Wuhan, China — China's modernization effort is making changes in the country's approach to international currency. The changes began in 1979 with the creation of special currency certificates for foreigners and have led -- almost -- to the establishment of a foreign-currency market.
Normally, in a socialist society, all foreign moneys pass to the government. It is unusual to have foreign exchange on sale. But today, a Chinese corporation can buy currency with the assistance of the Bank of China.
As part of its modernization effort, the government has been offering incentives to workers in industry, to farmers, and to factories. For factories, the incentive was letting them keep part of their exchange earnings -- only about 10 percent -- but nothing was permitted before. The idea is to make factories responsible for their own profits and losses. They are expected to use their 10 percent for any foreign-exchange needs, and what they don't use, they must sell -- at a profit, of course.
For some time, the People's Republic of China has had a quota system for distributing foreign exchange that collected in the government pot. Access to this pot was established by a priority list. Industries with import needs authorized by the state plan had no problem getting exchange. Others did; they might meet the quota, but nonessentials were low-priority items. The well might run dry before they could lower the bucket.
This quota system still functions. Those high on the list continue to get funds from the government, paying the regular rate of exchange. Now, those farther down the list can make a choice: wait their turn for regular funds, possibly upsetting their production schedule, or buy exchange on the new market, where it will cost a bit more.
When the seller decides to part with a portion of his 10 percent, he sets the price for the deal. The Bank of China acts as broker, finding a buyer and collecting from each party a quarter of a percent fee. The bank does not buy or sell exchange on its own.

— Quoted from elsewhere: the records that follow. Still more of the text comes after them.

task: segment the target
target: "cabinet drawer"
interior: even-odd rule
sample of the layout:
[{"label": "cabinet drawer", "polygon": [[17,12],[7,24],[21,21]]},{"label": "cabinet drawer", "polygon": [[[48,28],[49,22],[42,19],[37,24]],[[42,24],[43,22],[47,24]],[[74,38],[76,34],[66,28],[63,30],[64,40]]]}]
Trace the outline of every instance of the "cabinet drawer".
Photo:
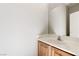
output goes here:
[{"label": "cabinet drawer", "polygon": [[54,49],[54,53],[55,53],[54,54],[55,56],[73,56],[72,54],[67,53],[65,51],[62,51],[62,50],[57,49],[57,48]]}]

There are several restraints on this market: first, the need to come under the quota system; second, the willingness to pay a premium for funds; third, of course, available renminbi (the people's currency, also known as RMB) to convert.
The official domestic exchange rate, beginning in 1981, became 2.8 to the US dollar, rising from 1.5. This was designed to encourage exports and discourage imports, and is what the high-priority importer will pay. On the new market, the price has risen above 3.0, fluctuating according to demand.
This leaves China with three rates: the 2.8, the 3.0 and up, and the rate for tourists and foreign residents eligible to convert renminbi. A American tourist receives 1.63 to his dollar and the foreigner converts at the same rate. Last summer the rate was 1.46. It is better for the person coming in, less desirable if someone is sending dollars out. But then, not everyone can convert money.
These new developments augment changes made in 1979 which introduced foreign-currency certificates. When foreigners convert their money, they receive these certificates. Chinese receiving foreign currency from relatives abroad also get these certificates. They are on a par with RMB, but foreigners, at least, are not expected to use that currency.
Those legally entitled to do so, because they are paid in RMB, may be asked to show a booklet authorizing them to use the people's money. This does not usually happen in ordinary stores and restaurants, but it frequently happens in hotels, major restaurants, stores, and curio shops that tourists frequent.
Theoretically the foreign-exchange certificates are accepted anywhere, but off the beaten tourist path they may not be. Boatwomen in a central Chinese park refused them, asking for "real" money.
On the other hand, people learn rapidly. Young Chinese clustered around the woman sailors trying to explain that this was very good money indeed. It commanded special goodies not available outside the Friendship Stores where foreigners are encouraged to stop.